# Excel Formula Problem



## ryanvw (Mar 17, 2008)

Everything was fine and has been fine. All of a sudden I open up spreadsheets in excel and formulas will not update and when I type in new formulas they show as nothing. I checked Options and it is auto updating formula calculations. Even F9 has no effect.


----------



## Glaswegian (Sep 16, 2005)

Hi and welcome.

What version of Excel are you using? Is this just one spreadsheet or all of them? Can you give an example of a formula that stopped working? Do you have any macros running that could be stopping calculation?
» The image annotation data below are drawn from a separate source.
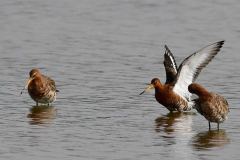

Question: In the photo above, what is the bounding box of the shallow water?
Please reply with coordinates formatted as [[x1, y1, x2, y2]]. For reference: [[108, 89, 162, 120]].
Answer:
[[0, 0, 240, 160]]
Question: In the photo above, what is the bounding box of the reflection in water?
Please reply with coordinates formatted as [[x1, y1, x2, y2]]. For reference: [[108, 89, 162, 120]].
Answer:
[[192, 130, 230, 150], [155, 112, 195, 134], [27, 105, 57, 124]]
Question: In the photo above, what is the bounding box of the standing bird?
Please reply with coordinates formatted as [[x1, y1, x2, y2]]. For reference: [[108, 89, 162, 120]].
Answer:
[[188, 83, 229, 130], [140, 41, 224, 112], [21, 68, 58, 106]]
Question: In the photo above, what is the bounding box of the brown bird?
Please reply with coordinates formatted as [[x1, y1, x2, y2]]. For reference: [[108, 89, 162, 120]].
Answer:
[[188, 83, 229, 130], [140, 41, 224, 112], [22, 68, 58, 106]]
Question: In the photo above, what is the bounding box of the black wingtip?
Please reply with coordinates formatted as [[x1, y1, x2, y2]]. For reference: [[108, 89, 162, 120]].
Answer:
[[164, 44, 170, 52]]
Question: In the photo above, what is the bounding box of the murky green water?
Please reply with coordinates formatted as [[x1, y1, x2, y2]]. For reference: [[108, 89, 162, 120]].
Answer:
[[0, 0, 240, 160]]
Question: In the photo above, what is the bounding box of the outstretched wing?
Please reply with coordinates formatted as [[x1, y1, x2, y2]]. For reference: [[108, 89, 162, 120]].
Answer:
[[173, 41, 224, 100], [163, 45, 177, 84]]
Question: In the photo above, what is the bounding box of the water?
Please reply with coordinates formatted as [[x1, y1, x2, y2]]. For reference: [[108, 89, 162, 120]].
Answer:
[[0, 0, 240, 160]]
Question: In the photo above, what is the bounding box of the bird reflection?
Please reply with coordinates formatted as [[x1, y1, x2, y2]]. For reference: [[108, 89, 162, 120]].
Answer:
[[192, 130, 230, 150], [27, 105, 56, 125], [155, 112, 196, 134]]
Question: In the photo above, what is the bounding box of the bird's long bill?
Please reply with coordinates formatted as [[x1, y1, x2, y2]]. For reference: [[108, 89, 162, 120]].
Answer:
[[139, 84, 154, 95], [21, 78, 33, 94]]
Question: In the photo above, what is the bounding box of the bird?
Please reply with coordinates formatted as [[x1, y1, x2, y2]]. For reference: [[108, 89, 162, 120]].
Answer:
[[140, 41, 224, 112], [188, 83, 229, 130], [21, 68, 59, 106]]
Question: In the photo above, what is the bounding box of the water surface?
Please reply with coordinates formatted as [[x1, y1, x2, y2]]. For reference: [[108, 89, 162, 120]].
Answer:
[[0, 0, 240, 160]]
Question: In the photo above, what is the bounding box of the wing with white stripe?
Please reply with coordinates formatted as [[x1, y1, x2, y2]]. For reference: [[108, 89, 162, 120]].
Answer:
[[163, 45, 177, 84], [173, 41, 224, 100]]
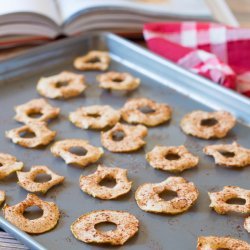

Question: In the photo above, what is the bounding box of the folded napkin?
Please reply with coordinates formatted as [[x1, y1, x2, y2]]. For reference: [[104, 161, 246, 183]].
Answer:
[[143, 22, 250, 97]]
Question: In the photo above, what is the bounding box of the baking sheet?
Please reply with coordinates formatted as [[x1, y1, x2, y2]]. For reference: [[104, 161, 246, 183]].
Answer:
[[0, 34, 250, 250]]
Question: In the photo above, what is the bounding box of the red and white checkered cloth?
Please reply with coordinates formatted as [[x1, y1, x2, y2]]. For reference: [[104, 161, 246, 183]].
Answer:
[[143, 22, 250, 97]]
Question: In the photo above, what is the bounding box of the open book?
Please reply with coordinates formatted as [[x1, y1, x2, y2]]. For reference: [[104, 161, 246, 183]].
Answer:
[[0, 0, 211, 48]]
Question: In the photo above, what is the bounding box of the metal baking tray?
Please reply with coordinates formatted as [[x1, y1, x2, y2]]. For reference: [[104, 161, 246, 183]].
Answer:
[[0, 33, 250, 250]]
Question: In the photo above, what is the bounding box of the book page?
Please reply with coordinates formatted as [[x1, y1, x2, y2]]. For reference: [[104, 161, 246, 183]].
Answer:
[[0, 0, 61, 25], [56, 0, 211, 21]]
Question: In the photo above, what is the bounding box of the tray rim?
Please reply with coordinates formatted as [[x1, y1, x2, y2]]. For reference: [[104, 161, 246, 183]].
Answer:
[[0, 32, 250, 126], [0, 32, 250, 250]]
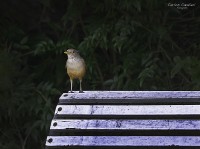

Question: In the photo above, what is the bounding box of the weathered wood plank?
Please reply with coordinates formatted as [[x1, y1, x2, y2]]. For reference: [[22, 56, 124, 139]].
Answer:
[[50, 119, 200, 130], [55, 105, 200, 115], [60, 91, 200, 99], [46, 136, 200, 146]]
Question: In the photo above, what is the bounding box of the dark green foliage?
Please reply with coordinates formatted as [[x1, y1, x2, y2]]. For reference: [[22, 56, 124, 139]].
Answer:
[[0, 0, 200, 149]]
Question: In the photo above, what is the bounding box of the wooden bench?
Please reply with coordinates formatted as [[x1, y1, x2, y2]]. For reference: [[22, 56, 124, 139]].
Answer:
[[46, 91, 200, 149]]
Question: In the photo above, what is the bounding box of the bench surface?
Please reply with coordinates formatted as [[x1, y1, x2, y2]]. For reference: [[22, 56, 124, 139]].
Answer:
[[46, 91, 200, 149]]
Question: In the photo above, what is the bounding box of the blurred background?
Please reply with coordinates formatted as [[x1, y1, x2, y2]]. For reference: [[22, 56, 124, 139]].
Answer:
[[0, 0, 200, 149]]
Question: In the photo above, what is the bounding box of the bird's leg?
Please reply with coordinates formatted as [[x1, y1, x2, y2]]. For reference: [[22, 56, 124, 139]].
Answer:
[[79, 79, 83, 93], [70, 78, 73, 93]]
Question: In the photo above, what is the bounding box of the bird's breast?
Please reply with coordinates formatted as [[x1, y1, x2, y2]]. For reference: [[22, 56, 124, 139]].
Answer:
[[66, 59, 85, 79]]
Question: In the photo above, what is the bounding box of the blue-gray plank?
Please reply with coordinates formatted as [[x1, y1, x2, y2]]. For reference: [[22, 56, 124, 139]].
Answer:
[[46, 136, 200, 146]]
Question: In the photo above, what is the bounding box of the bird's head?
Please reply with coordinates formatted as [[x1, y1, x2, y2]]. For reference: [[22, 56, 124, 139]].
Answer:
[[64, 49, 79, 57]]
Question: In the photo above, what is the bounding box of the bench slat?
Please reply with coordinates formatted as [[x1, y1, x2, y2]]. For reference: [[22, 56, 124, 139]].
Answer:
[[60, 91, 200, 99], [55, 105, 200, 115], [50, 119, 200, 130], [46, 136, 200, 146]]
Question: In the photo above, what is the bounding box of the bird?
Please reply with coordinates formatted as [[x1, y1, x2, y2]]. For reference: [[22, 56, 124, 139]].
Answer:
[[64, 49, 86, 93]]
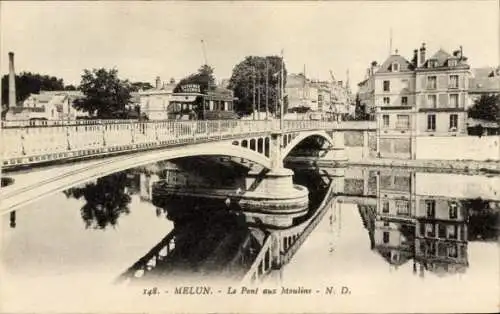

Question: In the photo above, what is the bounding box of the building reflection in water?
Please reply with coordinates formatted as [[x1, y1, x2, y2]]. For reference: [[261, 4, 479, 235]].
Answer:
[[113, 163, 330, 284], [63, 172, 133, 229], [358, 169, 499, 277]]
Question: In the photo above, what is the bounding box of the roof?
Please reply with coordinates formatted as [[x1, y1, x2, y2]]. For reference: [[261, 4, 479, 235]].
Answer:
[[420, 48, 467, 68], [376, 55, 413, 73]]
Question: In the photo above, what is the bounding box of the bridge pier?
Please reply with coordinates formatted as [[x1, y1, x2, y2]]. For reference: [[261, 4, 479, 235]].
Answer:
[[239, 133, 309, 228]]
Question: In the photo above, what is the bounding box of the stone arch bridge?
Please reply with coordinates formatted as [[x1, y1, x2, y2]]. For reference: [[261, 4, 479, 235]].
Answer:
[[0, 120, 374, 214]]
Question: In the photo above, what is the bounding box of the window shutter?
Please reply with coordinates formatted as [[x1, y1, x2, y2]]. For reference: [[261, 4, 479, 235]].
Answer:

The more info you can provide, the better chance we have of possibly finding a solution.


----------



## ryanvw (Mar 17, 2008)

Excel 97. Seemed to be happening only on specific spreadsheets. It seems to be working fine now. When all else fails, shut down and reboot. Why would something like that happen? Just simple sum formulas. Any formula I tried returned in this case "$-" as in 0. When I tried formating the cell into just general numbers or anything else I still got nothing. There were actually existing formulas that were not updating as well.


----------



## Glaswegian (Sep 16, 2005)

Hmmm...XL97 - often considered as a 'beta' version by real Excel experts. I had numerous problems with it when it was in use in our office. Almost all of them vanished when we moved to XP.


----------